In the third instance we can wonder about the entire Australian military forces being stood down for a day before being restored under the Minister for Defense instead of the Governor General, as the Prime Minister commands our nations military forces like it was just another arm of cabinet. It seems one question that will never be asked of the Australian people will be 'Would you like to change Australia from a Constitutional Monarchy to a Constitutional Republic with a popularly elected President and popularly elected State Governors who have all the original powers of the monarch between them, through the Australian Constitution, as approved by the people'.

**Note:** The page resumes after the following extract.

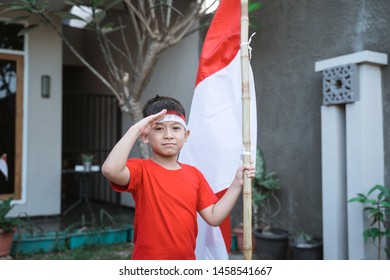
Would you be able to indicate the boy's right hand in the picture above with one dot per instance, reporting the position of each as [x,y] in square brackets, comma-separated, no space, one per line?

Would you treat your computer like our politicians treat the Australian Constitution, could you afford to? Just like Code Red, the Australia Act 1986 should be considered hostile code that snatches the right of the people to determine the sovereignty and independence status of the type of system currently running in this country. Surely, just like control of a computer system by its lawful owners, national sovereignty status should be in the constitutional domain of the people and should not be locked up in a legislative tower under the executive custodianship of our politicians?
It just goes to show that if you feel like you have lost control, things don't seem to function as they did previously and there appears to be no obvious way to restore the original settings, your system probably is suffering from a virus.